We are thrilled to share the first TPP evaluation brief report, which summarizes and highlights key findings from the past year, based on both quantitative and qualitative data. To date, we’ve learned from our TPP participants that: 

  1. Cash is reducing income volatility and increasing providers’ ability to cover some basic needs. Yet for participants, even with DCT,  material hardships still exist. This makes sense given the complexity of providers’ environments and points to the need for long-term, large-scale solutions for early childhood  compensation and payment mechanisms.
  2. Cash affords providers resources to increase quality (e.g., engagement activities) and engage in training. Future work can investigate patterns of responsive care and pursuit of training over time.
  3. Increased connection and trust with CBOs are a critical first step but, this preliminary data indicates it is not sufficient, alone, to increase provider use of public benefits. We will continue to learn from and support, using findings and data from TPP, the important advocacy work happening in CO to eliminate barriers to public benefit access for FFN providers.
  4. TPP providers’ experiences with cash reinforce the potential for positive impacts of policy shifts to stabilize the child care workforce.
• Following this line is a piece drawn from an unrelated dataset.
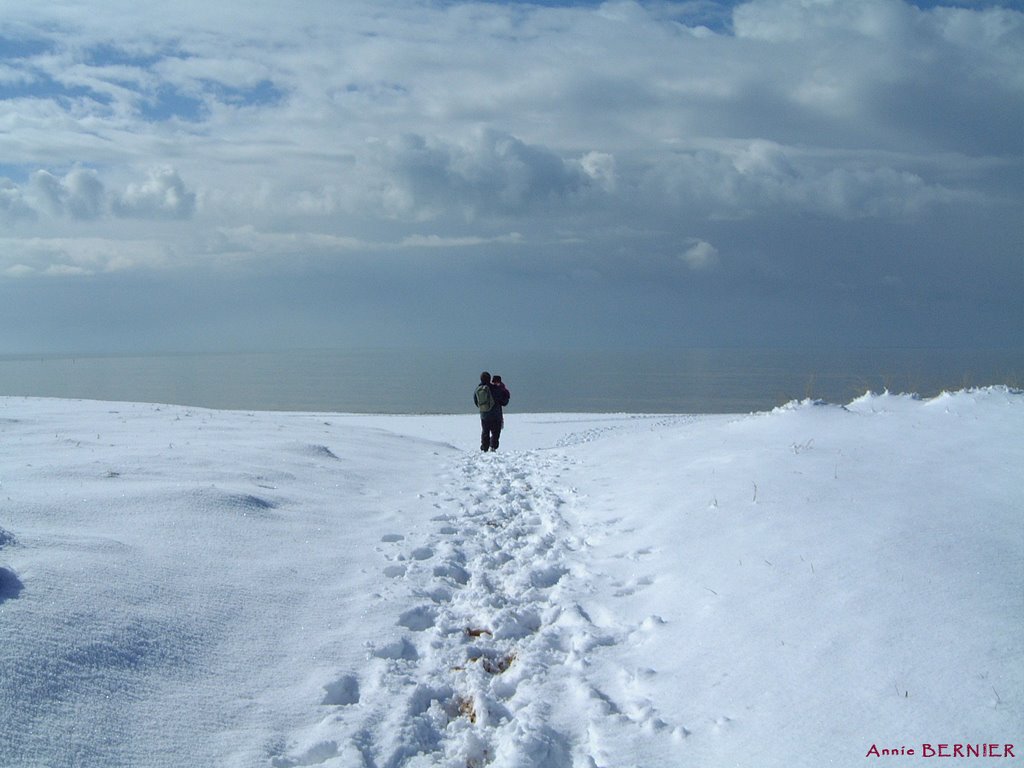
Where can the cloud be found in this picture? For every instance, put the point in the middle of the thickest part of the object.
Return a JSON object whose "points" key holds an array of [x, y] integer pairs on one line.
{"points": [[488, 173], [700, 256], [163, 195], [605, 135], [79, 194], [13, 206]]}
We are excited to see the 2024 changes to the Child Care Development Fund regulations that would require payment for services at the time of delivery and based on enrollment rather than attendance to child care providers. We know, and TPP data now also support, that stable cash reduces income volatility. 

These learnings have given us insight into the lives of Colorado FFN providers, while also preparing us to bring TPP to new locations. As we look to a third cohort of TPP in Colorado and the launch of new cohorts in New York and Pennsylvania this spring, we are eager to continue monitoring these indicators. We are grateful for the collaboration and partnership of the provider participants, provider consultants, community-based organizations, and other key informants. This collaborative work exemplifies the SCEC mission of engaging in community-centered learning and evaluation and has played a critical role in our team’s evolution over the past year. We look forward to sharing the 18-month Colorado report later in 2024 and ongoing findings from other TPP sites.